Coping with Loss During the Holidays
The holidays are particularly hard when you have lost a loved one within the past two years and even harder for those who have lost that loved one close to, or on one of the upcoming holidays. If you have lost a child it is the worst loss of all. Some things that may help you get through the holidays include:
- Recognizing that grieving is a process and that the holidays trigger upsurges in the feelings of loss. Each of us grieves differently at different times, but the holidays are the hardest, because of the memories of the past and the emptiness of the present.
- Find a way to remember your loved one formally on the holiday. It might be spending some quiet time at the beginning of that day and lighting a candle in honor of that person who has passed on, or placing a flower or poem in front of the picture of your loved one.
- If you are planning a family meal cook something that was one of their favorite dishes and share memories of him or her from holidays past.
- Make a little comfort kit for yourself of special things that help you ease the pain of the loss and express love for yourself. Some items might be a favorite candle, incense, essential oils, bath salts and a favorite treat.
- If you are having trouble mobilizing yourself, get up, go outside and take a walk, or go to a yoga or a dance class.
- Make a playlist of uplifting music and listen to it,
- Make an affirmation jar. Write encouraging statements on small cards or slips of paper and put them in the jar. When you start to become anxious, sad, and feel like this grief is never going to go away pull a card from the jar and read it out loud. The statements can be things like, “It is ok to be sad”, “This grief will not last forever”, “I can get through this.” “It is ok to have a bad day.” “I am strong”, “I can have my feelings.” “I don’t have to hide them or fake them”.

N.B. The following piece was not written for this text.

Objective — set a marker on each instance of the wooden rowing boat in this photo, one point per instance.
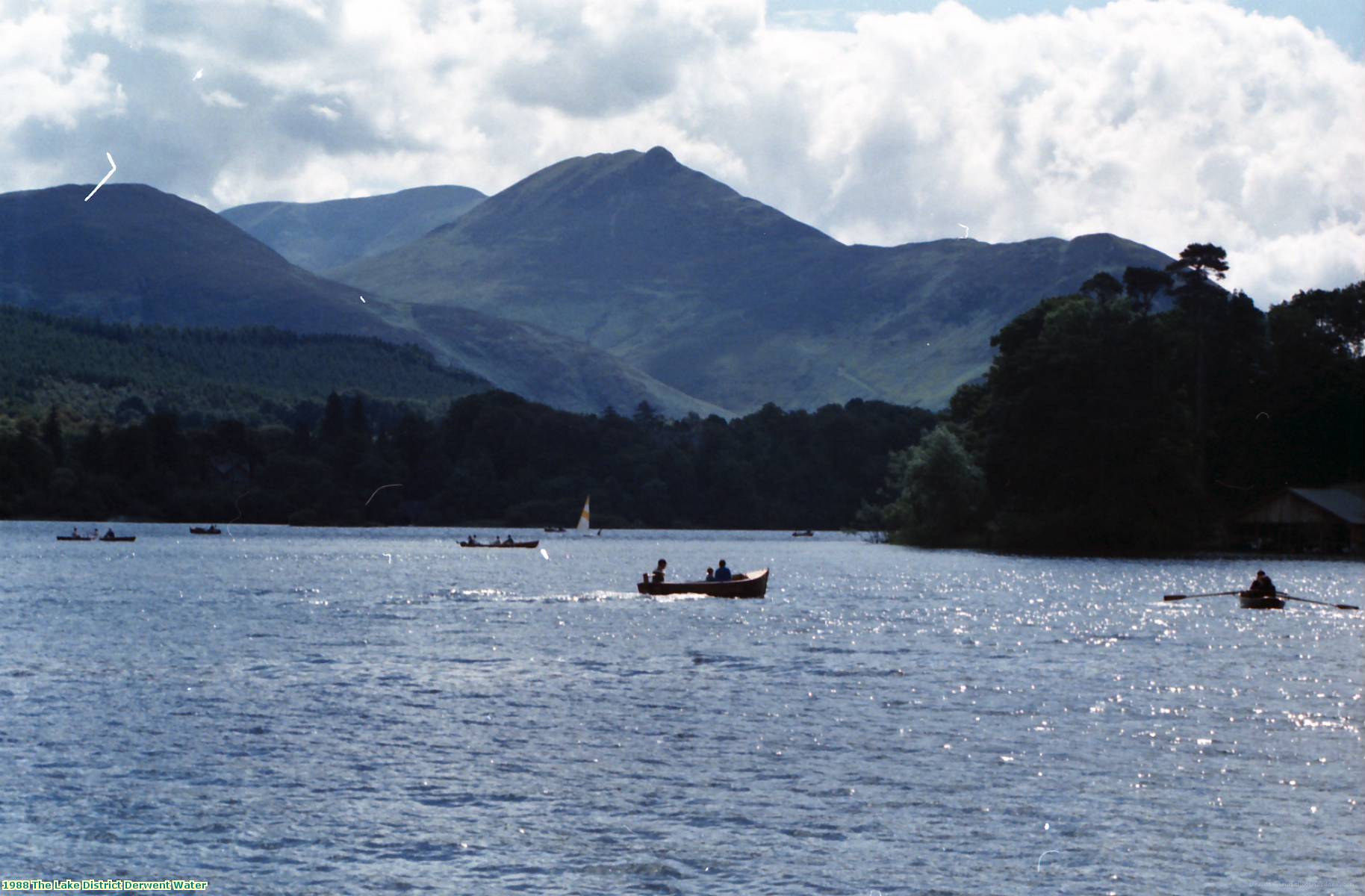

- Make a list of support people
- Create an activity and support jar. Write out cards with different places you can go to help uplift your spirits, and different support people you can call or get together with. Pull a card and plan an outing to break your routine.
- Keep a gratitude journal in which you list 5 things you are grateful for each day. When you are feeling down, pick up your journal and review/remember what gifts you have in your life now.
- Join a grief group. Seek out a grief counselor, or if you already have one you are seeing try to schedule an extra appointment if you are having a rough time.